- Define and give examples of individual therapy
Once a person seeks treatment, whether voluntarily or involuntarily, he has an intake done to assess his clinical needs. An intake is the therapist’s first meeting with the client. The therapist gathers specific information to address the client’s immediate needs, such as the presenting problem, the client’s support system, and insurance status. The therapist informs the client about confidentiality, fees, and what to expect in treatment. Confidentiality means the therapist cannot disclose confidential communications to any third party unless mandated or permitted by law to do so. During the intake, the therapist and client will work together to discuss treatment goals. Then a treatment plan will be formulated, usually with specific measurable objectives. Also, the therapist and client will discuss how treatment success will be measured and the estimated length of treatment. There are several different modalities of treatment (Figure 1): Individual therapy, family therapy, couples therapy, and group therapy are the most common.

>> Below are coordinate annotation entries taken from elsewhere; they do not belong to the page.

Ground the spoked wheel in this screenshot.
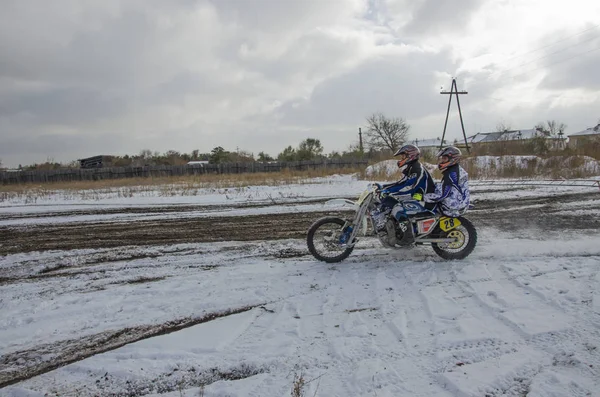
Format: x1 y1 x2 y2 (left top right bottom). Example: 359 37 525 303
306 217 354 263
431 217 477 259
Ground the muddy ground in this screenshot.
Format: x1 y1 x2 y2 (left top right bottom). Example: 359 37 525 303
0 189 600 388
0 189 600 255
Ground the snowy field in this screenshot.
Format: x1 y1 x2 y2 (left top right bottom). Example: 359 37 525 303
0 175 600 397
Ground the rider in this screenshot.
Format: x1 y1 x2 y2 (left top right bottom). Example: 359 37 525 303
372 144 435 245
424 146 471 217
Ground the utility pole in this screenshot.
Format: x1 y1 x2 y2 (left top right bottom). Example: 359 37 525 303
440 77 471 153
358 127 363 154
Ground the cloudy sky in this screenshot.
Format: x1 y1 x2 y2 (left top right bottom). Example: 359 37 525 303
0 0 600 166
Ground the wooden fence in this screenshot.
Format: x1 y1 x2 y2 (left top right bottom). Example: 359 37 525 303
0 159 368 185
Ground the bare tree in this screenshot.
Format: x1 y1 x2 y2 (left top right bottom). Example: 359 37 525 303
535 120 567 137
365 113 410 153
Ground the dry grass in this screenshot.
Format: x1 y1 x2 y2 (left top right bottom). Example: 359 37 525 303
0 168 364 203
0 168 363 192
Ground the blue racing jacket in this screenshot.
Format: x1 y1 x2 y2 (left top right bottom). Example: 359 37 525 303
425 164 471 216
381 161 435 200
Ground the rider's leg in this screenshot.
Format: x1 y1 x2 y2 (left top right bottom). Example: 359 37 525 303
371 196 398 231
392 200 422 245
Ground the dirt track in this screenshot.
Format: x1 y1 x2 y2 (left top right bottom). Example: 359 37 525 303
0 188 600 387
0 193 600 255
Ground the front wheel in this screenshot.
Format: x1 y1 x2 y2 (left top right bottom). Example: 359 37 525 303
431 217 477 260
306 217 354 263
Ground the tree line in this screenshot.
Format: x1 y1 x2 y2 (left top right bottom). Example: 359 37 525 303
0 112 600 170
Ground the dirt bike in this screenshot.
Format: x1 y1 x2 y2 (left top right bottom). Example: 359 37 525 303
306 184 477 263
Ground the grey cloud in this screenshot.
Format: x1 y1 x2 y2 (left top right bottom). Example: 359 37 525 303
281 48 458 126
400 0 485 37
540 31 600 91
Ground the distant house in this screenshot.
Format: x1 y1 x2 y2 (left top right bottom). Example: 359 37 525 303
569 124 600 149
186 160 208 166
77 155 113 168
456 128 564 149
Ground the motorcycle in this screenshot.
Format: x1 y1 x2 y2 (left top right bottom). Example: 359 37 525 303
306 184 477 263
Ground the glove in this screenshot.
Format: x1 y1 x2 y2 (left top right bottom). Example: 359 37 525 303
379 189 391 197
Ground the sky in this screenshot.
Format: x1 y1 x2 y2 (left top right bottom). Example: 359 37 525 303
0 0 600 167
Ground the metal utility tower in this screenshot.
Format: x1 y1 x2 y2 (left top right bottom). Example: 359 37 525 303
440 77 471 153
358 127 363 154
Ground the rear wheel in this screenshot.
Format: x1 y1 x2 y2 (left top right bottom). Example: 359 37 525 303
431 217 477 260
306 217 354 263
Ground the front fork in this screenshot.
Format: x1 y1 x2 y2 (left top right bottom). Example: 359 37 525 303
342 194 372 248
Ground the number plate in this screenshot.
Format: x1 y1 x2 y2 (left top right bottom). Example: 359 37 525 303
440 217 460 232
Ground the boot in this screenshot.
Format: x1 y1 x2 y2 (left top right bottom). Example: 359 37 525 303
398 218 415 247
371 209 389 232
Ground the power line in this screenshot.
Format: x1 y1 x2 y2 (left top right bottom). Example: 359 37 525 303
502 47 600 80
488 35 600 79
504 24 600 62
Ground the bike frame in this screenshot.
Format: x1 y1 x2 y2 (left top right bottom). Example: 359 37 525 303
325 184 472 248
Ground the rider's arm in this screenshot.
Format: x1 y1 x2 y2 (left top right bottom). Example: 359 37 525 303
425 171 458 203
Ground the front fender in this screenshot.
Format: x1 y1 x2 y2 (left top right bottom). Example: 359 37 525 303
323 199 356 207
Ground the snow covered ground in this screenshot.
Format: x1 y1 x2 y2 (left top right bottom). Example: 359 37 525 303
0 176 600 397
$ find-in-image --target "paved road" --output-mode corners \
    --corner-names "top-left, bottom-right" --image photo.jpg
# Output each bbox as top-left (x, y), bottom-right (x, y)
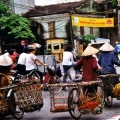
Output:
top-left (4, 68), bottom-right (120, 120)
top-left (4, 91), bottom-right (120, 120)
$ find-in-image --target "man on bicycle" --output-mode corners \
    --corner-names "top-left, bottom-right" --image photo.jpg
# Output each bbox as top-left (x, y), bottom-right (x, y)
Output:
top-left (26, 45), bottom-right (48, 83)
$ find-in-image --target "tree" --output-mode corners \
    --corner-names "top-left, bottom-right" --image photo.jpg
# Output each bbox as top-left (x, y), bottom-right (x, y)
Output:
top-left (0, 2), bottom-right (36, 42)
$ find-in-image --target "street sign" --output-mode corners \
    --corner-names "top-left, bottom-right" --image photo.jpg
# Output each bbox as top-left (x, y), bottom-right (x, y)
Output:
top-left (117, 0), bottom-right (120, 6)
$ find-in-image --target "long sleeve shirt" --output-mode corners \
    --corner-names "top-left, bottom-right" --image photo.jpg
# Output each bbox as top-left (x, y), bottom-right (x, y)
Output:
top-left (98, 51), bottom-right (120, 74)
top-left (62, 51), bottom-right (74, 65)
top-left (76, 56), bottom-right (98, 81)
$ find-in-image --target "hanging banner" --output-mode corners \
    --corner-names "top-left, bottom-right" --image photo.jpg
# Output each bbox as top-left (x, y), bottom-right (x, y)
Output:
top-left (72, 16), bottom-right (114, 27)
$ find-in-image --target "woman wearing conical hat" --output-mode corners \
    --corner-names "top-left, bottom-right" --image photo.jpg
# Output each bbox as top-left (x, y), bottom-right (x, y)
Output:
top-left (0, 53), bottom-right (12, 87)
top-left (76, 45), bottom-right (102, 81)
top-left (98, 42), bottom-right (120, 74)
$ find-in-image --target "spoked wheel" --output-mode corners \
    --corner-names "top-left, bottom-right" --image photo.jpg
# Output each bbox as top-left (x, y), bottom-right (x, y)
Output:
top-left (29, 71), bottom-right (42, 82)
top-left (68, 88), bottom-right (82, 119)
top-left (8, 91), bottom-right (24, 120)
top-left (48, 76), bottom-right (62, 94)
top-left (104, 83), bottom-right (113, 107)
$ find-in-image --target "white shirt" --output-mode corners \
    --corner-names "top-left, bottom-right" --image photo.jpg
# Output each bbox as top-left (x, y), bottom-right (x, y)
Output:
top-left (26, 54), bottom-right (37, 70)
top-left (62, 51), bottom-right (74, 65)
top-left (17, 53), bottom-right (27, 65)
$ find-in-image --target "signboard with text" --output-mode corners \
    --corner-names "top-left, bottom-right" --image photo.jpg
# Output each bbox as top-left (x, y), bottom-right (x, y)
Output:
top-left (72, 16), bottom-right (114, 27)
top-left (117, 0), bottom-right (120, 6)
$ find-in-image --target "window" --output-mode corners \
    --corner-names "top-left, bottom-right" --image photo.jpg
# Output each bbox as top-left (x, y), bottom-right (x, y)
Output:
top-left (48, 22), bottom-right (55, 38)
top-left (47, 44), bottom-right (51, 50)
top-left (53, 43), bottom-right (59, 50)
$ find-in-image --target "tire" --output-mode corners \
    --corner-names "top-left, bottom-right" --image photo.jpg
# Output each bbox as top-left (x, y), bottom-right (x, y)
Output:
top-left (104, 82), bottom-right (113, 107)
top-left (8, 91), bottom-right (24, 120)
top-left (47, 76), bottom-right (62, 94)
top-left (68, 88), bottom-right (82, 119)
top-left (29, 71), bottom-right (42, 82)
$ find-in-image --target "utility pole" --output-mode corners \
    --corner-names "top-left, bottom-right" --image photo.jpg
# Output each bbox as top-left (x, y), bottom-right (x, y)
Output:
top-left (118, 0), bottom-right (120, 41)
top-left (69, 13), bottom-right (74, 47)
top-left (105, 0), bottom-right (110, 39)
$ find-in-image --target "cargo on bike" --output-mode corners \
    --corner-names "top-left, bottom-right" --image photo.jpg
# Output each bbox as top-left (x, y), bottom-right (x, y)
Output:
top-left (98, 42), bottom-right (120, 106)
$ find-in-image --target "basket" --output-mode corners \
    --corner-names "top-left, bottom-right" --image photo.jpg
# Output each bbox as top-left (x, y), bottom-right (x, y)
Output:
top-left (0, 88), bottom-right (10, 116)
top-left (50, 84), bottom-right (72, 112)
top-left (78, 86), bottom-right (104, 114)
top-left (14, 80), bottom-right (43, 112)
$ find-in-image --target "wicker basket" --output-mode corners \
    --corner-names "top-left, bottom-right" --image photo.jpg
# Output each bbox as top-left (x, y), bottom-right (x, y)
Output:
top-left (50, 84), bottom-right (73, 112)
top-left (14, 80), bottom-right (43, 112)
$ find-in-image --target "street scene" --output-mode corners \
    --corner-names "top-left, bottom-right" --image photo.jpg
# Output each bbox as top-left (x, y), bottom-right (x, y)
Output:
top-left (0, 0), bottom-right (120, 120)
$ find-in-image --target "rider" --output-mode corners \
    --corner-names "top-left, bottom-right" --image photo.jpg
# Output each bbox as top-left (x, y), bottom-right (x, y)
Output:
top-left (114, 42), bottom-right (120, 60)
top-left (26, 45), bottom-right (48, 83)
top-left (0, 53), bottom-right (12, 87)
top-left (16, 48), bottom-right (28, 74)
top-left (98, 42), bottom-right (120, 85)
top-left (76, 45), bottom-right (102, 93)
top-left (62, 45), bottom-right (77, 83)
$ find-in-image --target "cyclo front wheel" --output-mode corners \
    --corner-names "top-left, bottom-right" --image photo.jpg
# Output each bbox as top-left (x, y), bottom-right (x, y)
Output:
top-left (68, 88), bottom-right (82, 119)
top-left (8, 91), bottom-right (24, 120)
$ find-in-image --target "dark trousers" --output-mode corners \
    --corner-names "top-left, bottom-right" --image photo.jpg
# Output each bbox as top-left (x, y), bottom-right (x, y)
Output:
top-left (26, 69), bottom-right (43, 83)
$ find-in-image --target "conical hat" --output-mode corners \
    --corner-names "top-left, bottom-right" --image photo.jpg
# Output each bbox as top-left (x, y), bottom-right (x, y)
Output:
top-left (81, 45), bottom-right (99, 56)
top-left (0, 53), bottom-right (12, 66)
top-left (99, 42), bottom-right (114, 51)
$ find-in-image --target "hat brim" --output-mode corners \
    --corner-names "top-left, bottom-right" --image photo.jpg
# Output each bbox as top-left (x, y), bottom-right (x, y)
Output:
top-left (81, 45), bottom-right (99, 56)
top-left (99, 42), bottom-right (114, 51)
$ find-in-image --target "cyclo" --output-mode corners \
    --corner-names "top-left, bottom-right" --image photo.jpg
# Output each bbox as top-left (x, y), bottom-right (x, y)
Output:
top-left (0, 54), bottom-right (43, 119)
top-left (99, 74), bottom-right (120, 107)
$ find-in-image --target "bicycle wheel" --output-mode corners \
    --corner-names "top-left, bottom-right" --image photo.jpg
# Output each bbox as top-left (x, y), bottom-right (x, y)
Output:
top-left (68, 88), bottom-right (82, 119)
top-left (104, 82), bottom-right (113, 107)
top-left (8, 91), bottom-right (24, 119)
top-left (30, 71), bottom-right (41, 82)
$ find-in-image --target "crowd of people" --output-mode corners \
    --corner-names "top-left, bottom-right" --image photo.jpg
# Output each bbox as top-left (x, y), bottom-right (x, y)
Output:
top-left (0, 42), bottom-right (120, 88)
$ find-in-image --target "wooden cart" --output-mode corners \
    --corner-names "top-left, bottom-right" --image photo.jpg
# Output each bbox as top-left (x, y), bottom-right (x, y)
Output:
top-left (49, 81), bottom-right (104, 119)
top-left (99, 74), bottom-right (120, 107)
top-left (0, 80), bottom-right (43, 119)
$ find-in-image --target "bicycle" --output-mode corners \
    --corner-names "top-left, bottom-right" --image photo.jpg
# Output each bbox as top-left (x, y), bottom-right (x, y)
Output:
top-left (43, 66), bottom-right (62, 94)
top-left (10, 70), bottom-right (40, 84)
top-left (68, 81), bottom-right (104, 119)
top-left (10, 65), bottom-right (42, 84)
top-left (99, 74), bottom-right (119, 107)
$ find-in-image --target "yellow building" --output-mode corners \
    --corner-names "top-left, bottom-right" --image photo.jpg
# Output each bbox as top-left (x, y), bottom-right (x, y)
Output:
top-left (46, 39), bottom-right (64, 60)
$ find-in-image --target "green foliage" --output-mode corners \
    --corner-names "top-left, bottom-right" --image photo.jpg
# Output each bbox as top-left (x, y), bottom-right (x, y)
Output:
top-left (0, 1), bottom-right (12, 17)
top-left (0, 2), bottom-right (36, 42)
top-left (81, 34), bottom-right (97, 42)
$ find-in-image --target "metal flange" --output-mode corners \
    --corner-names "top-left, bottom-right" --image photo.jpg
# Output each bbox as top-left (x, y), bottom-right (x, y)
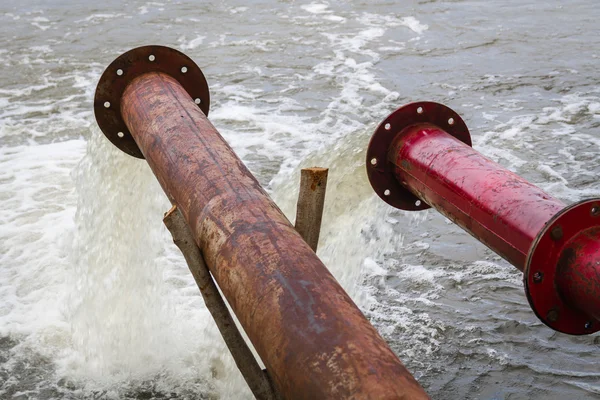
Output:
top-left (523, 199), bottom-right (600, 335)
top-left (94, 46), bottom-right (210, 158)
top-left (367, 101), bottom-right (471, 211)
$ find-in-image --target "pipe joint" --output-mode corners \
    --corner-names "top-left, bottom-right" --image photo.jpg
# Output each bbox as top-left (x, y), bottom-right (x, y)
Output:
top-left (94, 46), bottom-right (210, 158)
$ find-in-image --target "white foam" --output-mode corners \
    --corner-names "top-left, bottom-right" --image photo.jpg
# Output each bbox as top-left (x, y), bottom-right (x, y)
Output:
top-left (300, 3), bottom-right (331, 14)
top-left (400, 17), bottom-right (429, 35)
top-left (179, 36), bottom-right (206, 50)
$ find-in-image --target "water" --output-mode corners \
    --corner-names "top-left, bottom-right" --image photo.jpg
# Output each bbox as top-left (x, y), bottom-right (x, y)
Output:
top-left (0, 0), bottom-right (600, 399)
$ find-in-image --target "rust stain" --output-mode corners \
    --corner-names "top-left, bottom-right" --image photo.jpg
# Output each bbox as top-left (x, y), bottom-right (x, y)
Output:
top-left (115, 72), bottom-right (428, 399)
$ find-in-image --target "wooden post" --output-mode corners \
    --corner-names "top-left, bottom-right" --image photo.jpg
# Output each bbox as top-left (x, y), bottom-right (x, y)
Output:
top-left (295, 167), bottom-right (329, 252)
top-left (163, 206), bottom-right (280, 400)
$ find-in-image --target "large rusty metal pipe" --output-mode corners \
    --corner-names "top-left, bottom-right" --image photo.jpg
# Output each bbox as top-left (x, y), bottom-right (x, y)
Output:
top-left (95, 46), bottom-right (427, 399)
top-left (367, 102), bottom-right (600, 335)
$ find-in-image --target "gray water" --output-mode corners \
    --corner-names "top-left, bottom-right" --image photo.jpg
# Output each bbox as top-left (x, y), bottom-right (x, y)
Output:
top-left (0, 0), bottom-right (600, 399)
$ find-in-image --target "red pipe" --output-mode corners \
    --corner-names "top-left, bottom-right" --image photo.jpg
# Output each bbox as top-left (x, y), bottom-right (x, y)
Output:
top-left (367, 102), bottom-right (600, 334)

In individual therapy, also known as individual psychotherapy or individual counseling, the client and clinician meet one-on-one (usually from 45 minutes to 1 hour). These meetings typically occur weekly or every other week, and sessions are conducted in a confidential and caring environment (Figure 2). The clinician will work with clients to help them explore their feelings, work through life challenges, identify aspects of themselves and their lives that they wish to change, and set goals to help them work towards these changes. A client might see a clinician for only a few sessions, or the client may attend individual therapy sessions for a year or longer. The amount of time spent in therapy depends on the needs of the client as well as her personal goals.